Funter Bay History: Aids to Navigation

Several navigational aids exist in and around Funter Bay to guide vessels entering and traversing the area. These include the Clear Point light, the “Green Can”, and the Naked Island light, as well as some informal private markers and buoys.

Green Can chart

Prior to establishment of lights and buoys, navigators relied on written descriptions of which course to take based on local landmarks, such as these published in the 1891 Pacific Coast Pilot:

1891 Sailing Directions

The “Green Can” buoy near the entrance (Marking Curlew Reef) was the first official navigation marker in Funter Bay. It was originally a Black Can when installed in 1906. It was located slightly to the NE from the current Green Can. This buoy indicates that vessels should pass to the right when entering (keeping the buoy off the Port side) to avoid the reef off Bare Island.

1906 Can

cans

The Naked Island light was established in May 1915, as described below:

naked

Naked2
Naked Island Light. Photo from Alaska Shorezone project, used as public domain.

The Clear Point light was established in August of 1915, and consisted of a flashing white light of 15 candlepower, with “flash 0.2 second, eclipsed 1.8 seconds”, installed in a “small white house on Clear Point, northern side of the entrance to Funter Bay”.

1934 Survey of Clear Point Lighthouse Reserve:
Clear Point Lighthouse Survey

Modern Clear Point Light:
Clear Point
Photo from Alaska Shorezone project, used as public domain. 

The descriptions of both lights resemble the one seen below (from nearby Point Retreat):

pointretreatMinor
Public Domain photo from US Coast Guard

Both were originally listed as acetylene gas lights, some information on such lights can be found here. Devices invented early in the 20th century allowed gas lights to flash automatically at night and shut off during the day through use of a heat-operated “sun valve”. Early acetylene lights used calcium carbide with a water drip system to generate the gas, similar to a miner’s headlamp, as it was considered unsafe to compress acetylene. Later systems used compressed storage tanks after the technology had improved.

gas lantern 3

Solar panels and batteries began replacing gas lights in navigational aids in the 1950s, although some lighthouses and beacons used acetylene into the 90s. Based on the changed notation on charts, Naked Island’s light seems to have been upgraded around 1971, and Clear Point around 1974.

Color tests in 1979 proved that green-colored buoys were more visible that traditional black cans.

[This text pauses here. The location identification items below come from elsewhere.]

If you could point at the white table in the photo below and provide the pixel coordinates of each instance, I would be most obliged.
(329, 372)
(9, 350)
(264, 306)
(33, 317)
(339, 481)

The can at Curlew Ledge changed color between 1978 and 1987 according to navigational charts.

can2

Modern charts describe the Clear Point light as green with a 2.5 second period, 16ft above mean sea level on a platform marked “1″. The Naked Island light is noted as being 44′ above sea level with a 6-second period, not numbered. The Green Can is marked with a number “3″. The original Black Can was in almost the same location and was first marked “2″, and is shown on later charts marked “1″ No marker numbered “2″ is nearby presently.

Buoys and lights were initially installed and maintained by the US Lighthouse Commission, today they are under the jurisdiction of the US Coast Guard. Special buoy tender vessels provide regular maintenance to these navigational aids.

The closest manned light station was the Point Retreat Lighthouse at the Northern tip of Admiralty Island. Initially completed in 1904, it was later unmanned and downgraded in 1917, then rebuilt and re-manned in 1924, then automated again in 1973. It is now privately owned and there are plans to make it a museum and B&B.

Private navigation markers are sometimes placed on rocks, reefs, wreckage, or other obstructions, and are not consistently styled or maintained. The most common is a stick or pipe which protrudes above the water surface at high tide, marking a submerged object which could endanger a boat. Small buoys may also be anchored to such obstructions, although they tend to become covered with barnacles and sink after a few years if not maintained.

Below is a pole marking the old tugboat propeller in our front yard, at high tide the water would often cover the propeller, hiding it from skiffs and planes coming ashore. The pole was a popular perch for birds, especially kingfishers.
stick

And occasionally you’d get an “aid to navigation” that was completely out of place but still appropriate, such as a float buoy used as a trail marker on land:

OLYMPUS DIGITAL CAMERA

One Response to Funter Bay History: Aids to Navigation

  1. Sudie Burnham says:

    I love this yellow buoy, Rich put it up for Luisa to find her way to our cabin.